Money Matters: The Psychological Impact of Financial Distress

Hawryluck et al. noted that symptoms of both depression and PTSD increased as household incomes fell. But it was difficult to arrive at a definitive result in this area due to the methodology used. Because the survey was Internet-based, the authors note that respondents might have been more likely to be more affluent and educated, with access to computers. If true, they acknowledge that study results might be an underestimation of the psychological distress caused by quarantine.

They also note that most of the participants in their study did not report financial hardship, which was likely explained by the fact that over half of the respondents reported an annual household income of over $75,000 CAD.

Information as an Antidote for Anxiety

Notably, Hawryluck et al. reported that approximately half of respondents expressed feeling like they had not received enough information about methods of controlling home infection. And of those who at least had some information, apparently not everyone was following the recommendations.

The authors note that of particular interest, strict adherence to measures of infection control, including wearing masks more often than recommended, was linked with higher levels of distress. Regarding the reason for this finding, they note that without interviewing the respondents, it is impossible to determine whether people experiencing more baseline levels of distress were more likely to strictly follow methods of infection control, or whether following recommended strategies created higher levels of distress.

The Power of Information

There appear to be several take-aways from this research, which can potentially ease the discomfort of this disruption in routine. First, regarding the value of accurate information, knowledge is power, which can decrease anxiety when families have a working knowledge of precautionary measures that are effective and appropriate.
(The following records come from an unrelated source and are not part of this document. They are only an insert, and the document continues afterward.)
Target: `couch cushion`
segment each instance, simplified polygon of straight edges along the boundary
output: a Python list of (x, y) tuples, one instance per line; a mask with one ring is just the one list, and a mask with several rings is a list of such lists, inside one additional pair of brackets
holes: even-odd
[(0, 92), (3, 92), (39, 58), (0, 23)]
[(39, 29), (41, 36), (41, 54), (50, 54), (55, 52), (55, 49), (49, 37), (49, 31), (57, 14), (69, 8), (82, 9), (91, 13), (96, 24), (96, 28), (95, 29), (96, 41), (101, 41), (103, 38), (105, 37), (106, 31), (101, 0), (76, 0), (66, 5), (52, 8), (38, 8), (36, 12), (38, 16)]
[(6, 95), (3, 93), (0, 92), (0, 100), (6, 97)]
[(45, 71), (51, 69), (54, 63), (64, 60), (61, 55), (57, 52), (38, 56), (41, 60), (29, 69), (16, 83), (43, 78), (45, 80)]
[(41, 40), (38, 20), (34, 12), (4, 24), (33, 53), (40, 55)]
In addition, investing in good technology is money well spent when it can allow employees to work from home. Not only is this true for people who are self-employed, but also because not all employers can provide employees with the equipment necessary to work remotely.
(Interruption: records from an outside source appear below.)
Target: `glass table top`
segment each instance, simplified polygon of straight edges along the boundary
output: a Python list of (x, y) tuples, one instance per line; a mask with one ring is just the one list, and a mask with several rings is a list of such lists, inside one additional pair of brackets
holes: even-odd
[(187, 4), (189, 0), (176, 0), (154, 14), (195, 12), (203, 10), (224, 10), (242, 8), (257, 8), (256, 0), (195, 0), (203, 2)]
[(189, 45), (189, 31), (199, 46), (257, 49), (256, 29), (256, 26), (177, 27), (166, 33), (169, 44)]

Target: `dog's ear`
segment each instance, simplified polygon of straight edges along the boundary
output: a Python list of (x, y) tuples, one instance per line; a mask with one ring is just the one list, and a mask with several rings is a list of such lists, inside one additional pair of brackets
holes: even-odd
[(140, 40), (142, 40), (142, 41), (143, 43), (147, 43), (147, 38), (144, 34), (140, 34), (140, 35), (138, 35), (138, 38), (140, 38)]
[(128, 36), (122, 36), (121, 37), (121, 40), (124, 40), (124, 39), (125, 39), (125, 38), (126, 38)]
The underlying theme is that when it comes to acquiring information, proactivity does not breed paranoia, but preparedness. Authoritative, sound advice from expert sources will allow families to shelter in place while remaining sane, and financially sound.


[i] Laura Hawryluck, Wayne L. Gold, Susan Robinson, Stephen Pogorski, Sandro Galea, and Rima Styra, “SARS Control and Psychological Effects of Quarantine, Toronto, Canada,” Emerg Infect Dis. 2004 Jul; 10(7): 1206–1212. DOI: 10.3201/eid1007.030703.